Ti viene da piangere? Ti ha mai ascoltato qualcuno? C’è vita oltre il lavoro?

C’è però uno spiraglio di speranza per uscire da questo incubo capitalista. Un gruppo di dissidenti chiamato Synthesis mi contatta lasciandomi una sorta di tablet nell'ascensore. Qui, tanto per cominciare, le interazioni sono organizzate come un forum dove tutti possono leggere tutto. Non è una chat uno a uno come nel sistema ufficiale di Ringo, che spinge verso l'isolamento e incita alla denuncia. Poi si possono aiutare le persone in difficoltà a pagare le proprie bollette facendo delle donazioni. Si crea insomma una rete, ci si sente finalmente parte di un quadro più grande, non più un ingranaggio sostituibile in qualsiasi momento. Unirsi alla ribellione o continuare con il tran tran quotidiano? Pillola blu o pillola rossa?

“Quello in cui devi lavorare il più possibile, essere felice il più possibile e fatturare il più possibile. E sentirti fortunato il più possibile. Altrimenti, game over.”

Ogni giorno la stessa solfa. Smista i campioni nel tubo giusto. Sembra facile ma le cose si complicano un bel po’ verso la fine.

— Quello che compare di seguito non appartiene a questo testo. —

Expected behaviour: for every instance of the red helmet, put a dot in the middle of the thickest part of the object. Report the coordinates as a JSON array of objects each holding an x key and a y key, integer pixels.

CorpoNation merita più attenzione di quella che ha ricevuto finora (57 recensioni su Steam).  È in uscita il 9 maggio su Nintendo Switch e Xbox e spero che arrivi ad un pubblico più ampio. In un momento delicato come questo per il settore videoludico, nel quale assistiamo a chiusure di studi e licenziamenti su licenziamenti solo in nome del profitto, CorpoNation è un manifesto politico contro il capitalismo, ma anche contro il settore videoludico stesso che cerca di trasformare il medium in un generatore di profitto senz’anima che si dimena tra loot box, season pass, microtransazioni, NFT, valute in game a discapito dell'arte, del talento, della ludodiversità. Se in uno dei passaggi sopra di Colamedici e Gancitano al termine “lavoratori” sostituiamo il termine “giocatori”, poco cambia. Facciamo una prova: “I giocatori isolati, senza connessioni gli uni tra gli altri, sono arance da strizzare fino alla fine per ottenere un'ottima spremuta.” Ma chi ce lo fa fare?